"Prosody" derives from προσῳδία, which you can read all about here: it roughly is about pitch being superimposed on speech. In Latin this was extended to poetic meter. Modern linguistics (in the past 70 or so years) has extended that to pretty much all properties. It is not a technical concept, so it doesn't have a precise definition and it doesn't sharply contrast with something else. The essence of "prosody" is that it is any sound property of speech that can extend over more than one segment. It is equivalent to "autosegment".
"Segment" on the other hand is a much crisper concept, although there are unresolved debates of the "one segment or two?" variety, e.g. "Is [tʃ] one segment or two?" – typically the answer is deferred to some higher-level a priori postulate such as objecting that [tʃ] can't be a cluster because in the language there aren't any other obstruent clusters in the onset. In feature-geometric theories the answer is trivial: something is suprasegmental iff the thing dominates the root node (mother node of all segments).
The London School of Phonology spearheaded by Firth would give a "prosodic" analysis to whatever it could, and that use of "prosodic" is very similar to "autosegmental". In essence, vowel harmony would be said to be prosodic just in case it marks off a continuous span of speech. By inspecting the history of vowel harmony in autosegmental phonology, one can clearly see that "suprasegmental" vs. "segmental" is completely orthogonal to dominance relations. In early work on harmony, harmonizing features such as front/back, round, ATR (see Clements' Vowel harmony in nonlinear generative phonology) were "suprasegmentalized" just in case they spread. However since the first hierarchical model of features in Clements 1985, it was understood that sub-segmental features can spread just as well as suprasegmental features.
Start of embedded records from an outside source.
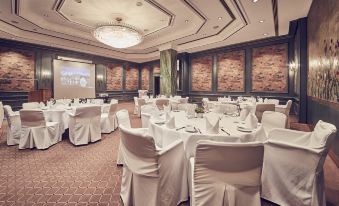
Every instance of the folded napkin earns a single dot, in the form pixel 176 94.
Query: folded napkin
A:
pixel 212 125
pixel 167 108
pixel 170 123
pixel 251 121
pixel 244 113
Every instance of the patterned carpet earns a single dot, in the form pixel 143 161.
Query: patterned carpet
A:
pixel 64 174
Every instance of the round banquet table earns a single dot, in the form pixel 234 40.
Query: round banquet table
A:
pixel 164 136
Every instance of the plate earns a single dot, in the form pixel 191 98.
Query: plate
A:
pixel 191 130
pixel 244 129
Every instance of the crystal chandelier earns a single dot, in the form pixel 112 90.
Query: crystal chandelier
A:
pixel 118 35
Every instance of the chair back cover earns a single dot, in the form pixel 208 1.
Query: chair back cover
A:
pixel 271 120
pixel 139 159
pixel 32 118
pixel 2 114
pixel 31 105
pixel 123 118
pixel 113 109
pixel 227 173
pixel 261 108
pixel 161 102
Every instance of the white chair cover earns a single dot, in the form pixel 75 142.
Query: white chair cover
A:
pixel 161 102
pixel 36 132
pixel 261 108
pixel 147 111
pixel 123 119
pixel 218 180
pixel 13 126
pixel 2 114
pixel 108 120
pixel 152 177
pixel 293 165
pixel 271 120
pixel 141 102
pixel 135 111
pixel 31 105
pixel 285 109
pixel 84 125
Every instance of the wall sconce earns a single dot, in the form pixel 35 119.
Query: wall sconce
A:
pixel 293 66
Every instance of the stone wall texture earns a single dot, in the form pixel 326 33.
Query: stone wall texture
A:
pixel 16 69
pixel 270 69
pixel 201 70
pixel 145 72
pixel 231 71
pixel 132 78
pixel 114 73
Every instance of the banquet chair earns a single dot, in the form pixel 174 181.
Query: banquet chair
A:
pixel 261 108
pixel 108 121
pixel 123 119
pixel 31 105
pixel 113 101
pixel 285 109
pixel 13 126
pixel 152 176
pixel 161 102
pixel 141 102
pixel 272 101
pixel 217 180
pixel 147 111
pixel 2 114
pixel 271 120
pixel 84 125
pixel 293 165
pixel 36 132
pixel 135 111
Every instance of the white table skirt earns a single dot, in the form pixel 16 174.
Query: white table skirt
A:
pixel 164 136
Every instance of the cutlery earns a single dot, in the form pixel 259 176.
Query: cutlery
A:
pixel 222 129
pixel 181 128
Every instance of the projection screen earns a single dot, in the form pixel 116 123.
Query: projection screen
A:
pixel 73 79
It is completely controversial where tone features in Chinese (any Chinese language) attach -- subsegmentally or suprasegmentally. Sticking to the most-Greek understanding of "prosody", only tone would be prosody, so everything else would be non-prosodic: therefore, Chinese at least has been analyzed as a segmental prosodic feature, and Turkish (in Clements' analysis) has been analyzed as suprasegmental non-prosody.
However: that is all just a terminology game. There is no utility to the term "prosody", which has largely been coopted by people working on intonation. The distinction "subsegmental" vs "suprasegmental" refers to something well-defined which is not easily detectable (that is, we know what the terms mean, and we don't have tools that easily identify whether is it one versus the other), for which reason "suprasegmental" is a fairly useless term as well.